I have a little problem understanding a point of Rudin's proof on L'hopital's Rule. Here is the statement of the L'hospital's Rule:
L'hospital's Rule Suppose $f$ and $g$ are real and differentiable in $(a,b)$, and $g'(x)\neq 0$ for all $x\in (a,b)$, where $-\infty \leq a<b\leq \infty$. Suppose $\frac{f'(x)}{g'(x)}\rightarrow A$ as $x\rightarrow a$. If $f(x)\rightarrow 0$ and $g(x)\rightarrow 0$ as $x\rightarrow a$, then $\frac{f(x)}{g(x)} \rightarrow A$ as $x\rightarrow a$.

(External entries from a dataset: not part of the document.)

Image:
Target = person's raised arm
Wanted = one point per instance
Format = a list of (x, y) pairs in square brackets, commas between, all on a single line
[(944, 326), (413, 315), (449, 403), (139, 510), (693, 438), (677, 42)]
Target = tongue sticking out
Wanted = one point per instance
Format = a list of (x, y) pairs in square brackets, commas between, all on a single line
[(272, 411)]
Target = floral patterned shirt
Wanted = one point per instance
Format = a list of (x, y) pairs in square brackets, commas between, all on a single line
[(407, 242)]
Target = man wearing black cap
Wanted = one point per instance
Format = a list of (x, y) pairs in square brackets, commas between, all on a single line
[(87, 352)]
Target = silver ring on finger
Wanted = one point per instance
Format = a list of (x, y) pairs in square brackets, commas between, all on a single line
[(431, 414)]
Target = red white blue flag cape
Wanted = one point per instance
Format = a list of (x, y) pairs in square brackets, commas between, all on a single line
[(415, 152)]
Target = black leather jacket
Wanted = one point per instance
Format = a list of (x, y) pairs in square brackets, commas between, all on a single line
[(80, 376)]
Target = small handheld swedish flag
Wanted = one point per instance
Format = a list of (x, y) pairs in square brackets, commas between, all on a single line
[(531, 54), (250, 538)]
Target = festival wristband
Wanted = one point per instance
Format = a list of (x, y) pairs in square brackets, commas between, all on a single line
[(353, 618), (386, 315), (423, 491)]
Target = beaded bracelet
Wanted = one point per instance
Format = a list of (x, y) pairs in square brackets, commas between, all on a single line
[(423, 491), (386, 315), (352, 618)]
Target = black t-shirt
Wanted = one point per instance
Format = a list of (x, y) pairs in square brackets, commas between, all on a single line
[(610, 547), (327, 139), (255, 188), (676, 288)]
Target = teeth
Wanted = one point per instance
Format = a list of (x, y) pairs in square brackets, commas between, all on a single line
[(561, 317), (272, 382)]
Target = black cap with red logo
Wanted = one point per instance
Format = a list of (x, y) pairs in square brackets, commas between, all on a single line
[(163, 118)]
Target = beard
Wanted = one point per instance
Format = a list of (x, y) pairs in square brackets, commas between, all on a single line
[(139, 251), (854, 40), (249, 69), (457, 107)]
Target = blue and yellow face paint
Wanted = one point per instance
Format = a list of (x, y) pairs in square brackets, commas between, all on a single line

Rudin uses the generalized mean value theorem (GMVT):
GMVT If f and g are continuous real functions on [a, b] which are differentiable in (a, b), then there is a point $x\in (a,b)$ at which $[f(b)-f(a)]g'(x)=[g(b)-g(a)]f'(x)$.
Here is Rudin's proof on L'hospital's Rule:
Proof: We first consider the case in which $-\infty \leq A<\infty$. Choose a real number $q$ such that $A<q$, and then choose $r$ such that $A<r<q$. Then, there is a point $c\in (a,b)$ such that $a<x<c$ implies $\frac{f'(x)}{g'(x)}<r$. If $a<x<y<c$, then GMVT shows that there is a point $t\in (x, y)$ such that $\frac{f(x)-f(y)}{g(x)-g(y)}=\frac{f'(t)}{g'(t)}<r$.
For the last line of the above paragraph, I am a little confused on how can we make sure that $g(x)\neq g(y)$? Even though $g'(x)\neq 0$ for all $x\in (a,b)$, we still may have $g(x)=g(y)$ for some $x$ and $y$ in $(a,c)$. If $g(x)=g(y)$, we have a fraction over $0$ which can go to infinity, and thus cannot be less than $r\in R$.
Best Answer
By Rolle's Theorem, if $g(x)=g(y)$ for some $x <y$, then, there exists some $c \in (x,y)$ such that $g'(c)=0$.